La circulaire – très attendue – de Manuel Valls censée répondre à la promesse de campagne de François Hollande de définir des critères « objectifs » et « clairs » de régularisation des personnes sans papiers est enfin parue. Entrée en vigueur le 3 décembre 2012, elle est destinée à éclairer les préfets dans l’exercice du pouvoir d’appréciation qui leur est reconnu en matière d’admission exceptionnelle au séjour.
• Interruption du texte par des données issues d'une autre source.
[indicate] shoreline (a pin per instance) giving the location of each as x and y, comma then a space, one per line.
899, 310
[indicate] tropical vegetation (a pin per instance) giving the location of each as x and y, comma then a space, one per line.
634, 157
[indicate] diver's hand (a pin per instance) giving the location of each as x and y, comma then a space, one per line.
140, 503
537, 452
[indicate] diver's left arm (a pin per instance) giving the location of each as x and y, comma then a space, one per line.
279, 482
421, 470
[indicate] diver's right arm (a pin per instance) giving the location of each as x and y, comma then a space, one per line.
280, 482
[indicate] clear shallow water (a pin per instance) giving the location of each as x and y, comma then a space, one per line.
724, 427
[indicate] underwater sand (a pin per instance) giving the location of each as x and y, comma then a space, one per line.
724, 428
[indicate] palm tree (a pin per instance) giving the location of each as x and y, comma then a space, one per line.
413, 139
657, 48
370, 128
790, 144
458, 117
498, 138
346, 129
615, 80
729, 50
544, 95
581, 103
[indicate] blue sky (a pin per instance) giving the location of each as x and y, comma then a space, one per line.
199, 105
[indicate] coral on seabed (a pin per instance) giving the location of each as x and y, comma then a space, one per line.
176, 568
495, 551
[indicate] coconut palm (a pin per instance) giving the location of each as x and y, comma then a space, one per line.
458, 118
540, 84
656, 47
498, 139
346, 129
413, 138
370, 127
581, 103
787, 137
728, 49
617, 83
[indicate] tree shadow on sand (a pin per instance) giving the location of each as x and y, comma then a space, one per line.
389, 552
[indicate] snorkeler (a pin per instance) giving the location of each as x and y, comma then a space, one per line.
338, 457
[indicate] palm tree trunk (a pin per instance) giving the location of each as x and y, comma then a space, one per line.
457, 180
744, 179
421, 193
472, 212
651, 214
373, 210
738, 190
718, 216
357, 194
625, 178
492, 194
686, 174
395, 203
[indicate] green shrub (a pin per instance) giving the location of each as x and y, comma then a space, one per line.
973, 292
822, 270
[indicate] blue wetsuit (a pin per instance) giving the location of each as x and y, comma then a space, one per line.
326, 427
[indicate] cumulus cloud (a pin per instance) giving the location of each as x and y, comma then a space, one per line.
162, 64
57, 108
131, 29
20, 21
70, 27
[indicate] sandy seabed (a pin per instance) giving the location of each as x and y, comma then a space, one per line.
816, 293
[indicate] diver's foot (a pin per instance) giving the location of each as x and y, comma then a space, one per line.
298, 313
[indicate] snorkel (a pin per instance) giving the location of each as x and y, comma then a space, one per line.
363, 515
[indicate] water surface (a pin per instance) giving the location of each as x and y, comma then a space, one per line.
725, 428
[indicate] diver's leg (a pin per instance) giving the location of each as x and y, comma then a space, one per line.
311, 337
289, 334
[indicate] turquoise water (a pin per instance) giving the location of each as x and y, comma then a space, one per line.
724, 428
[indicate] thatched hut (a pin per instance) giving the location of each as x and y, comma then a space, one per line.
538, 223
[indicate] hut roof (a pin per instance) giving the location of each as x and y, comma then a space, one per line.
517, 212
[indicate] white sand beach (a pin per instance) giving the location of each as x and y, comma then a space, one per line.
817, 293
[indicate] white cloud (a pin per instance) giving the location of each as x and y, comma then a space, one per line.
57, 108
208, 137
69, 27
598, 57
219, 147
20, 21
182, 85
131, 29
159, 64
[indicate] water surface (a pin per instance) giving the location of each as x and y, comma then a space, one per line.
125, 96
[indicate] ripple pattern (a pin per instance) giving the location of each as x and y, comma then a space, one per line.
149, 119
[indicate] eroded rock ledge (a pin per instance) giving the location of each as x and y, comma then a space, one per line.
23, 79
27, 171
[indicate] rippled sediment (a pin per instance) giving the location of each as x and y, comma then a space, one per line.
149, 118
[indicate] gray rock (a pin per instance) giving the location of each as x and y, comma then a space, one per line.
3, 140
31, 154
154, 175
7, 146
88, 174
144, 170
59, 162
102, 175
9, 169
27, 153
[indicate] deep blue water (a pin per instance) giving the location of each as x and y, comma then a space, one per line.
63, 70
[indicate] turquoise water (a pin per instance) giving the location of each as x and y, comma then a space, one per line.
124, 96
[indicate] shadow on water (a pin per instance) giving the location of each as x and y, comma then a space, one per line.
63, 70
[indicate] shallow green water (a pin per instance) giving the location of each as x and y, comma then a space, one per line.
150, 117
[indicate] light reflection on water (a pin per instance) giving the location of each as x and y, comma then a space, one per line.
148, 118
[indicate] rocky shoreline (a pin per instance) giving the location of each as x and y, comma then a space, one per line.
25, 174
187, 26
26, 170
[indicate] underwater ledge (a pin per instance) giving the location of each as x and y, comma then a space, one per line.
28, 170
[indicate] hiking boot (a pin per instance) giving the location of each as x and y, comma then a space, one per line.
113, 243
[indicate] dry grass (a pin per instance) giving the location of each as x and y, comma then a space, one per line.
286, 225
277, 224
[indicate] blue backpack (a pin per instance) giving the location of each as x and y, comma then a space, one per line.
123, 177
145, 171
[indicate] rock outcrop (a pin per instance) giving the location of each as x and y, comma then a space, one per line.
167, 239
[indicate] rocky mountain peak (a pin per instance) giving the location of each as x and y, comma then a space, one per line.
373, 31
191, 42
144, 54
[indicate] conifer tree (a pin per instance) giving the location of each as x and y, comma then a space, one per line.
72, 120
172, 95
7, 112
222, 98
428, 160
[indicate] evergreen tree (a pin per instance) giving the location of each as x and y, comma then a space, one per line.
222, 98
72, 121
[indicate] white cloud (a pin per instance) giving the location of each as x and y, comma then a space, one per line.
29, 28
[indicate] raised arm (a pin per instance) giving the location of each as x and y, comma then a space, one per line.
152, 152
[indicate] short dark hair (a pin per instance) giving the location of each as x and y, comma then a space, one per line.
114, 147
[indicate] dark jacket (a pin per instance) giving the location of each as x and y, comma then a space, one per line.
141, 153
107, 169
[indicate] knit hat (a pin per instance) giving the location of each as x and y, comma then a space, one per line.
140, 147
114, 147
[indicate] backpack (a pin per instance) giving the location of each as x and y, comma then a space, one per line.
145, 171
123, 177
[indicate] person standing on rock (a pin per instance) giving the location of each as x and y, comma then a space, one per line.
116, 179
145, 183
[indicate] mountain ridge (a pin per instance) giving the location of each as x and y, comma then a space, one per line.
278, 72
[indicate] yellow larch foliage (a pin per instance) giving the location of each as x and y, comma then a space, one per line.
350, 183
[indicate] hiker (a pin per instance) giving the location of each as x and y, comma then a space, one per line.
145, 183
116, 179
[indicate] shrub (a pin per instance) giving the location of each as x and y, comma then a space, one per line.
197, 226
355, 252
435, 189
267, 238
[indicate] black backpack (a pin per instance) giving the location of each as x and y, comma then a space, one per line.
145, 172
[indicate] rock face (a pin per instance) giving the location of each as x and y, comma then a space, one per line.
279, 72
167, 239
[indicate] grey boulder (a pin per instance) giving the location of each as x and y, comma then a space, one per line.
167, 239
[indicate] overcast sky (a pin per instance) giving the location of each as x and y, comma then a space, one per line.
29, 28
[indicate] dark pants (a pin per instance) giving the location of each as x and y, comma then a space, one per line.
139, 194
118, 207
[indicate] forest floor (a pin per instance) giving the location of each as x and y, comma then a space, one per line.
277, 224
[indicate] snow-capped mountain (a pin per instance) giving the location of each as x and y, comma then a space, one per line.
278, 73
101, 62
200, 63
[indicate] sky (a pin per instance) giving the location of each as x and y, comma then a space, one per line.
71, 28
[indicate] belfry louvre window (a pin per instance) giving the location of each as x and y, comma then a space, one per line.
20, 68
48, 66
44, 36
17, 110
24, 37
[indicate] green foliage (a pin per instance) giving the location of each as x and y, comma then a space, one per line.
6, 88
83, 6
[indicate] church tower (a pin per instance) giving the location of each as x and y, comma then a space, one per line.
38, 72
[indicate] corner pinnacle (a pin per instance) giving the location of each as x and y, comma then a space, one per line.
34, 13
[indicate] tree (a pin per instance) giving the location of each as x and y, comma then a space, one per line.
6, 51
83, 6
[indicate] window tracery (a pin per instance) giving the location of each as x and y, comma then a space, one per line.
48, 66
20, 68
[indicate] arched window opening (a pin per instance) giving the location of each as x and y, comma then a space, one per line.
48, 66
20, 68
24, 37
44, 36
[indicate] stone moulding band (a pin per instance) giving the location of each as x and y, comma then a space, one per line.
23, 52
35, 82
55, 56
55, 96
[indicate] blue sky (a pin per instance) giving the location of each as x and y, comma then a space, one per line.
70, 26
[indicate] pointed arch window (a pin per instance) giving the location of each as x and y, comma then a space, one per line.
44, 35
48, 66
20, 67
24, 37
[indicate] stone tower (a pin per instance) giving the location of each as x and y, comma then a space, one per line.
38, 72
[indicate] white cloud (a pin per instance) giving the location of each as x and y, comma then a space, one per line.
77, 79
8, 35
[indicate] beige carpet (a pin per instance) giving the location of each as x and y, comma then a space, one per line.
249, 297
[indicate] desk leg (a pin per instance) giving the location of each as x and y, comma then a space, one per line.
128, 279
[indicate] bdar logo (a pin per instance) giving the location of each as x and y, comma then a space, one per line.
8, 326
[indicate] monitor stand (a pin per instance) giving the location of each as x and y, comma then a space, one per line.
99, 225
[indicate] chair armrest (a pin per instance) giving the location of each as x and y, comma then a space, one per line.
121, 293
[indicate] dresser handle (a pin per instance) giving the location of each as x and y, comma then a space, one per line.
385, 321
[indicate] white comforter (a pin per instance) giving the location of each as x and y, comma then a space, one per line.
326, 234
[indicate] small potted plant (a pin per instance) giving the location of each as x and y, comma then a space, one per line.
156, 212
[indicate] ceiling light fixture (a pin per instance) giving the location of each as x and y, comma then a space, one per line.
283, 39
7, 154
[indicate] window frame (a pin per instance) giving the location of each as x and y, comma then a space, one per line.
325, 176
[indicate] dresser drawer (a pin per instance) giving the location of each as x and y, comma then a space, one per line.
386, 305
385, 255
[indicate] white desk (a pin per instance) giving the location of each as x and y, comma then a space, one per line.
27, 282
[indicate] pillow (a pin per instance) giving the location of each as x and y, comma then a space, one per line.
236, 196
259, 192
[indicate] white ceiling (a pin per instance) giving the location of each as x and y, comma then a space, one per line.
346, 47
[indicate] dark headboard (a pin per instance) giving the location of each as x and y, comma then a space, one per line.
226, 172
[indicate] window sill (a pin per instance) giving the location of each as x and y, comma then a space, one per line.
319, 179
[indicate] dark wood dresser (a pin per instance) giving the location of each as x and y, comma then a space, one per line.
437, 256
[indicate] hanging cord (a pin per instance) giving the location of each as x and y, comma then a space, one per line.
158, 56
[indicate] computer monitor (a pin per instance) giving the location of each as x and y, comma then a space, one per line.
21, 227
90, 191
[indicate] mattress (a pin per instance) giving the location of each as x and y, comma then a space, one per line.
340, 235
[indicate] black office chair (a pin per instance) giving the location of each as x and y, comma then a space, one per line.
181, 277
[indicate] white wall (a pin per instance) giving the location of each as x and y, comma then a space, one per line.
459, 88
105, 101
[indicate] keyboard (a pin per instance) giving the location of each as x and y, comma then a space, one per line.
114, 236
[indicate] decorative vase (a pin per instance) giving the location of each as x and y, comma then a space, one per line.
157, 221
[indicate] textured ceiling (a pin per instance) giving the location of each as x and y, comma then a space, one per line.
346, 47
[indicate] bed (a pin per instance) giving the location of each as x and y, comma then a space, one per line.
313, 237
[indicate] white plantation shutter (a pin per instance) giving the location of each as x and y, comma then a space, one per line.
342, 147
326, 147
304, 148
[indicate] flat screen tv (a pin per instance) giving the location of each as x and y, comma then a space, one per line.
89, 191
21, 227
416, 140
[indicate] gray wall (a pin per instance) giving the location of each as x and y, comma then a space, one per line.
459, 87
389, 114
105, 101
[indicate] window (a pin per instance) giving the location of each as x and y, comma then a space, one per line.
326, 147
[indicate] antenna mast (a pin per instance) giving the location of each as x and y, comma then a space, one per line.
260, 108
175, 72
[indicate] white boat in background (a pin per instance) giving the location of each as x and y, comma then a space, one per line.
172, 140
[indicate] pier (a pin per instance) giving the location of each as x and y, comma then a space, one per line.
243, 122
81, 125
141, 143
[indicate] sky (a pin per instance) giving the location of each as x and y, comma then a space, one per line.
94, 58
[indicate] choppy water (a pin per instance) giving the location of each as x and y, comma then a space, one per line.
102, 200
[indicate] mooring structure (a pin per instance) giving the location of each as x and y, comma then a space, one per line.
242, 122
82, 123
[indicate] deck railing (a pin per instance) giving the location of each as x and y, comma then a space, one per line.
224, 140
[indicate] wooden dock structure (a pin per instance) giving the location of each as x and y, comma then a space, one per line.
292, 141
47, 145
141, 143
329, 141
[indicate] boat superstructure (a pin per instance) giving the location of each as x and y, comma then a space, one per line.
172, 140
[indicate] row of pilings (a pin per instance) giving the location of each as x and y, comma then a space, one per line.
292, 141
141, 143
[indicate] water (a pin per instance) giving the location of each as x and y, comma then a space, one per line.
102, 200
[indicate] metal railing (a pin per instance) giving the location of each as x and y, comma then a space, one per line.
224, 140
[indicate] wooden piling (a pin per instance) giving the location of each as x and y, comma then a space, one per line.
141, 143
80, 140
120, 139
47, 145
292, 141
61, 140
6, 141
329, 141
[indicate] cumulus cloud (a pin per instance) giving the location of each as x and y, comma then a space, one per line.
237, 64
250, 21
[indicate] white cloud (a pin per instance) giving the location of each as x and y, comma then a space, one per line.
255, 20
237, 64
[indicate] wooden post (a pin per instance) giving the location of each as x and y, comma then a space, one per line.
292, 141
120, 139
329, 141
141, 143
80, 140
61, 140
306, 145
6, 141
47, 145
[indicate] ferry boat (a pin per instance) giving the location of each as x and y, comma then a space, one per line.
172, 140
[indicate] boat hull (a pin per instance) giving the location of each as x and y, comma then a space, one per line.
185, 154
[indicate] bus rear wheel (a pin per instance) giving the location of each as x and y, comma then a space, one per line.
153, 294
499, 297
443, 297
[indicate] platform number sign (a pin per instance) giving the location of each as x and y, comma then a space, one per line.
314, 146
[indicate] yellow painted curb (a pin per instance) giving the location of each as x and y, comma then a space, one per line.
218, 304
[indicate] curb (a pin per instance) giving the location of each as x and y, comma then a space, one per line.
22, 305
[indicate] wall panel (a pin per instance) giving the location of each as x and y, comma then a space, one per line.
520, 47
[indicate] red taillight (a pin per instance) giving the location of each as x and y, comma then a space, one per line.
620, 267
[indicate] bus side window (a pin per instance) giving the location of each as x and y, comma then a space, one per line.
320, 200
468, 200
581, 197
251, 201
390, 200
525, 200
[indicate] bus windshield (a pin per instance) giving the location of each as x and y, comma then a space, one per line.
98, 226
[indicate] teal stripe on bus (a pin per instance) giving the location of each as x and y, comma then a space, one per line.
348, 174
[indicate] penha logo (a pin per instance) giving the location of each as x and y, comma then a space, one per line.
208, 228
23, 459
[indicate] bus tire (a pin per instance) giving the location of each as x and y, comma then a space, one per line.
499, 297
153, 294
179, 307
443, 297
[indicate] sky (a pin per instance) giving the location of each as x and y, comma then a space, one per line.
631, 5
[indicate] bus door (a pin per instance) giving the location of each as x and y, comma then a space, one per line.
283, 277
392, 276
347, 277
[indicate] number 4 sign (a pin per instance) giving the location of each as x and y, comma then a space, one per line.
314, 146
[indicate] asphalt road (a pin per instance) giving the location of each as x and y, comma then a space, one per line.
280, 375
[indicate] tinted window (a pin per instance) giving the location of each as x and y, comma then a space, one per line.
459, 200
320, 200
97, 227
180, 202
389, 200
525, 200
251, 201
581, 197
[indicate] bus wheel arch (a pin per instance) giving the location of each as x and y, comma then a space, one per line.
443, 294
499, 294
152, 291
Elle abroge partiellement ou entièrement pas moins de six circulaires diffusées entre 2005 et 2009.

L’exposé des motifs du texte éclaire sur sa philosophie. Ainsi, il « n’a pas vocation à augmenter le nombre de personnes régularisées chaque année – sauf peut-être un léger accroissement temporaire, pour tenir compte des situations les plus difficiles laissées par la majorité précédente », écrit le ministre de l’Intérieur. « L’admission au séjour d’étrangers en situation irrégulière est une mesure dérogatoire, qui doit demeurer l’exception. » Toutefois, « certains étrangers ont, du fait de l’intensité des liens familiaux, professionnels et personnels qu’ils ont tissés en France, vocation à pouvoir y vivre légalement ». Et c’est à ces situations, « souvent inextricables », que la circulaire entend apporter une réponse la plus claire possible afin que les personnes concernées puissent, selon les cas, se voir délivrer un titre de séjour portant, dans la plupart des cas, soit la mention « vie privée et familiale », soit la mention « salarié » ou « travailleur temporaire ». Cette circulaire, insiste Manuel Valls dans l’exposé des motifs, reste « exigeante ». Elle s’adresse en effet, « sauf rares exceptions », à des étrangers installés depuis « au moins 5 ans » en France. Elle vise, en outre, exclusivement des personnes qui « n’ont pas commis de troubles à l’ordre public, ne sont pas en situation de polygamie et respectent les valeurs de la République ». Enfin, la « maîtrise orale élémentaire de la langue française » est également une condition indispensable à remplir. A ce socle commun de critères s’en ajoutent d’autres, différents selon la situation des personnes.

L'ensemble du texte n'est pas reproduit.